The latest announcement comes as elected members of the Georgia Public Service Commission are considering how much of the first wave of the Vogtle project’s construction costs should be added to the bills of Georgia Power customers. A territorial monopoly, Georgia Power needs sign off from the state regulators before increasing charges.
The PSC is expected to vote on the matter early next month.
For years, Georgia Power’s customers have been paying Vogtle financing costs and a portion of the company’s profits on the massive nuclear power project. Cumulatively, those payments alone will have topped $850 for the typical residential customer by the time the first of the new reactors is slated to begin producing electricity.
A proposed agreement struck earlier this month by the company and the PSC’s public interest advocacy staff would add $2.1 billion of Vogtle construction expenses into the company’s rate base once the first reactor is completed.
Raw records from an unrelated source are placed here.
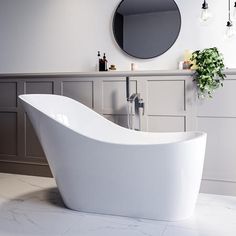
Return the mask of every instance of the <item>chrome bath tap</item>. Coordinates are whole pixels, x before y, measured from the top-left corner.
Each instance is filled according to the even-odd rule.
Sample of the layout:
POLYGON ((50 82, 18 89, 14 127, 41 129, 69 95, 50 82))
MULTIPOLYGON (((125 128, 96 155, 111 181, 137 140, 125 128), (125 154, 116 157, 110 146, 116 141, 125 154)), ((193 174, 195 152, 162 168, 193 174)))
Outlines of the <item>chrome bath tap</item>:
POLYGON ((127 123, 128 128, 142 130, 142 116, 144 115, 144 101, 139 93, 130 95, 130 80, 126 77, 127 123))

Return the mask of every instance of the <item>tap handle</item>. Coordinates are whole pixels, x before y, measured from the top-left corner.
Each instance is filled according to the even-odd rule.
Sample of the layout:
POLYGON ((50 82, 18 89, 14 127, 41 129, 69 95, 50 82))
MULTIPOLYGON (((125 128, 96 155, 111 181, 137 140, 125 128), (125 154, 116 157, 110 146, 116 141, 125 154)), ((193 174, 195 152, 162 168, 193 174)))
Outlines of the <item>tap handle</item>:
POLYGON ((143 99, 139 99, 138 107, 143 109, 143 116, 144 116, 144 107, 145 107, 145 105, 144 105, 143 99))

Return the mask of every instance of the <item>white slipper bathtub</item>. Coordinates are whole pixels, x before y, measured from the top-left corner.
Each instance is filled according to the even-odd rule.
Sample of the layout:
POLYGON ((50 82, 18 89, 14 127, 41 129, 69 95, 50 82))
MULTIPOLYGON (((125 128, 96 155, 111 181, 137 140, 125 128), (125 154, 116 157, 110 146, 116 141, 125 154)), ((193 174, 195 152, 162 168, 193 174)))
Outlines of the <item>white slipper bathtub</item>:
POLYGON ((205 133, 138 132, 67 97, 19 98, 68 208, 170 221, 192 215, 205 133))

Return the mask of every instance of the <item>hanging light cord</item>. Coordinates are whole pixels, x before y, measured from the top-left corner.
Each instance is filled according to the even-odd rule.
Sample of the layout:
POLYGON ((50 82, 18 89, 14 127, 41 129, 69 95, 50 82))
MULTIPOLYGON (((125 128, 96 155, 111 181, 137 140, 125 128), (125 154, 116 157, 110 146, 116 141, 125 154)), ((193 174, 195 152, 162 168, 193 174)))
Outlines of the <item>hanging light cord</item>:
POLYGON ((229 22, 231 23, 231 14, 230 14, 230 12, 231 12, 231 7, 230 7, 230 0, 229 0, 229 22))

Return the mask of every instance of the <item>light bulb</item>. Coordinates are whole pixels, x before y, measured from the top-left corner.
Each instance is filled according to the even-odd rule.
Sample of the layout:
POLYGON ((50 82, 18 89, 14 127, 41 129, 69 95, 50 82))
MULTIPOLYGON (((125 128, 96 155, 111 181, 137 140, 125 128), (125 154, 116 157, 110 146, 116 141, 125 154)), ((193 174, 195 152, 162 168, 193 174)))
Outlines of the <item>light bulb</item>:
POLYGON ((202 13, 201 13, 201 17, 200 19, 202 21, 208 21, 210 18, 212 17, 211 12, 209 11, 209 9, 202 9, 202 13))
POLYGON ((228 21, 227 26, 226 26, 226 31, 225 31, 225 37, 229 39, 229 38, 234 37, 235 34, 236 32, 235 32, 232 22, 228 21))

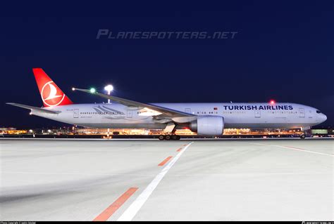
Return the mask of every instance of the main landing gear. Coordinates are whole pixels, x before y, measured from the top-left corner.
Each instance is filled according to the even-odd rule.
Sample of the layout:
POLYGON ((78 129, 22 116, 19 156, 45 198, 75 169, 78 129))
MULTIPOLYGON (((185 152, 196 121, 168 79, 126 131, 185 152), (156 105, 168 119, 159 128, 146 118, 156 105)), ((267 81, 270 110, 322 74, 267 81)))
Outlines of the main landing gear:
POLYGON ((180 140, 181 136, 177 135, 160 135, 159 136, 159 140, 180 140))

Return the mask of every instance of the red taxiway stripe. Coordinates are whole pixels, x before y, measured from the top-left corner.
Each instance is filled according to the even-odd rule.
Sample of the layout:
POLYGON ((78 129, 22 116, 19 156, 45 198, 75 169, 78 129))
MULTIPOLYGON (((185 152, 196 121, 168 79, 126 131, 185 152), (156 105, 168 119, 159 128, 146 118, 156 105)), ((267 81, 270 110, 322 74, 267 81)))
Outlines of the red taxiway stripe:
POLYGON ((163 162, 161 162, 160 164, 159 164, 158 166, 163 166, 166 164, 166 162, 168 162, 169 159, 171 159, 173 157, 168 157, 167 158, 165 159, 163 162))
POLYGON ((124 194, 117 199, 113 204, 97 216, 93 221, 106 221, 115 211, 117 211, 125 202, 138 190, 138 187, 130 187, 124 194))

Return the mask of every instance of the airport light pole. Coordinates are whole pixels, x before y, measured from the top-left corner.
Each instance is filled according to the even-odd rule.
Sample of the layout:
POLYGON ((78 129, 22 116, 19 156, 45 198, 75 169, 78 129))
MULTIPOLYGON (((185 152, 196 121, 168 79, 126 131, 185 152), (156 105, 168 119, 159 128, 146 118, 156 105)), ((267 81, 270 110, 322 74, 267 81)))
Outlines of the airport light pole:
MULTIPOLYGON (((110 95, 111 91, 113 90, 113 86, 111 85, 108 85, 104 87, 104 90, 107 91, 108 95, 110 95)), ((108 103, 110 103, 110 99, 108 99, 108 103)))
MULTIPOLYGON (((111 85, 108 85, 104 87, 104 90, 107 91, 108 95, 110 95, 111 91, 113 90, 113 86, 111 85)), ((110 103, 110 99, 108 99, 108 103, 110 103)), ((106 135, 106 137, 109 138, 109 133, 110 133, 110 129, 108 129, 108 133, 106 135)))

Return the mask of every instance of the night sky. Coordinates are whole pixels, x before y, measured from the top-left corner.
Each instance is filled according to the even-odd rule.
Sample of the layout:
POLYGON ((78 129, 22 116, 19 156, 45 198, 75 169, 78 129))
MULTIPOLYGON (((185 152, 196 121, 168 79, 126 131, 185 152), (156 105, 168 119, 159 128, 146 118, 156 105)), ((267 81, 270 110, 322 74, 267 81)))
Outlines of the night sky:
POLYGON ((75 103, 104 100, 73 86, 102 91, 110 83, 115 95, 144 103, 301 103, 334 124, 333 1, 116 2, 1 4, 0 126, 64 125, 5 105, 42 105, 33 67, 43 68, 75 103), (99 29, 237 34, 97 39, 99 29))

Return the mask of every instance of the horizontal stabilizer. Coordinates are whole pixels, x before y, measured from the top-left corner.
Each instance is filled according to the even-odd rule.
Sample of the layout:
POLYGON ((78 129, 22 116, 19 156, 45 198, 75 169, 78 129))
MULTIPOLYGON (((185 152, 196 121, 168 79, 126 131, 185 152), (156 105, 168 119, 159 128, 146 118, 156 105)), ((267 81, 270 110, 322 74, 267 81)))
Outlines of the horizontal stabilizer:
POLYGON ((35 110, 39 112, 46 113, 46 114, 57 114, 61 112, 61 111, 50 110, 47 110, 47 109, 40 108, 40 107, 25 105, 23 104, 16 103, 6 103, 6 104, 8 104, 10 105, 13 105, 13 106, 16 106, 18 107, 29 109, 29 110, 35 110))

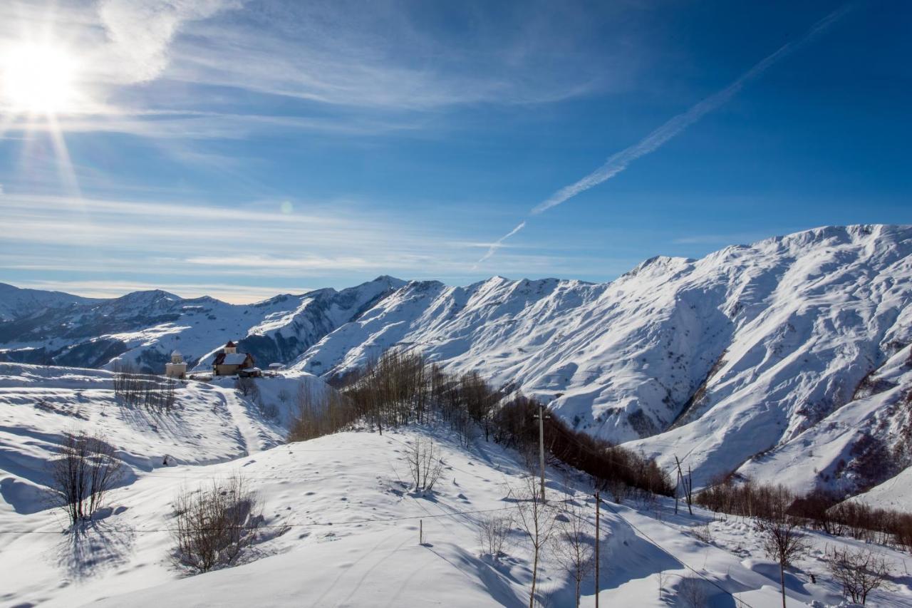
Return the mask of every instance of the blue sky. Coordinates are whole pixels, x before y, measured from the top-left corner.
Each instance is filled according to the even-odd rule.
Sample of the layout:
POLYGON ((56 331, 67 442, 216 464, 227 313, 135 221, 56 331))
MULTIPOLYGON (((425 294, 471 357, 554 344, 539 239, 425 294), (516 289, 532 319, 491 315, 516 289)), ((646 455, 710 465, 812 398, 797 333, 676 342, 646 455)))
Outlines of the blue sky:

Under that scenario, that could add up to around $3.78 a month in typical residential bills, according to Georgia Power.
Additional Vogtle construction costs could be added to customers’ bills once the second of the new units is completed.
Georgia Power customers aren’t the only ratepayers likely to face higher charges because of Vogtle. Most electric cooperatives and city utilities in Georgia are financially tied to the project.
The first new reactor was originally slated to be in operation in the spring of 2016, followed by a second one a year later.
The expansion eventually could power more than 500,000 homes and businesses. Supporters say the project will offer a long-term source of electricity that doesn’t have carbon emissions and is more reliable than solar and wind power.
Some environmental and consumer groups warned the PSC before it approved the project that costs were likely to soar over those of other sources of energy, and that nuclear energy carries big safety and environmental risks, including long-lasting radioactive waste.